Størdal Ketil, Jahnsen Jørgen, Bentsen Beint S, Moum Bjørn
Department of Paediatrics, Østfold Hospital, Fredrikstad, Norway.
Digestion. 2004;70(4):226-30. doi: 10.1159/000082893. Epub 2004 Dec 22.
Few prospective population-based studies have been carried out on the incidence of inflammatory bowel disease (IBD). In a population-based study of pediatric IBD in southeastern Norway, patients <16 years at the time of diagnosis were followed up prospectively. The study reports on changes in diagnosis and clinical outcome 5 years after diagnosis.
From 1990 to 1993 new cases of IBD were registered in a population of 174,482 children aged less than 16 years. The patients' diagnoses were systematically evaluated 1 year after diagnosis and the patients were followed up clinically for up to 5 years after diagnosis.

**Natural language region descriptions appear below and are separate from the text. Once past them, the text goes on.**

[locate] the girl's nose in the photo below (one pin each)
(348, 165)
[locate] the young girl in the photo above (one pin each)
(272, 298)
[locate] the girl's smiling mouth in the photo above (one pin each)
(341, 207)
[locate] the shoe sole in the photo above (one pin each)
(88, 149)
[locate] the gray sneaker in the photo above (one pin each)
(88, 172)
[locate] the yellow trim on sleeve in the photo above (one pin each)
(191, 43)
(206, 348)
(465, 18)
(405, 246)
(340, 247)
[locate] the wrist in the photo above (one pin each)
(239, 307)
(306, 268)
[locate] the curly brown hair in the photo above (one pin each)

Sixteen cases of Crohn's disease (CD), 14 cases of ulcerative colitis (UC) and 3 cases of indeterminate colitis (IND) were initially registered. After 1 year IND were reclassified as UC (n=2) or CD (n=1). Altogether, 18% (6/33) had their diagnosis changed during the 5 years of follow-up, which yielded a mean annual incidence of 2.7/100,000 for CD and 2.0/100,000 for UC. Of the children with CD, more than 80% had relapses during the 5-year period, and 6 of 18 had surgery. Two-thirds of the children with UC had relapses during the 5-year period, and 3 patients underwent colectomy.
An incidence of 4.7/100,000 is comparable to that found in most other studies made in Europe. The relationship between UC and CD in children was found to differ from that in the adult population. One of 5 patients had their diagnosis changed during the follow-up period. Pediatric UC seems to have a more serious course of disease than in the adult IBD population, which may be explained by the higher risk of pancolitis at diagnosis.
关于炎症性肠病(IBD)发病率的前瞻性人群研究开展较少。在挪威东南部一项基于人群的儿童IBD研究中,对诊断时年龄小于16岁的患者进行了前瞻性随访。该研究报告了诊断后5年的诊断变化和临床结局。
1990年至1993年,在174,482名16岁以下儿童人群中登记了IBD新病例。在诊断后1年对患者的诊断进行系统评估,并在诊断后对患者进行长达5年的临床随访。
最初登记了16例克罗恩病(CD)、14例溃疡性结肠炎(UC)和3例不确定性结肠炎(IND)。1年后,IND被重新分类为UC(n = 2)或CD(n = 1)。在5年随访期间,共有18%(6/33)的患者诊断发生了变化,CD的年平均发病率为2.7/10万,UC为2.0/10万。在患有CD的儿童中,超过80%在5年期间复发,18例中有6例接受了手术。三分之二患有UC的儿童在5年期间复发,3例患者接受了结肠切除术。
4.7/10万的发病率与欧洲大多数其他研究结果相当。发现儿童UC和CD之间的关系与成人人群不同。五分之一的患者在随访期间诊断发生了变化。儿童UC似乎比成人IBD人群的病程更严重,这可能是由于诊断时全结肠炎风险较高所致。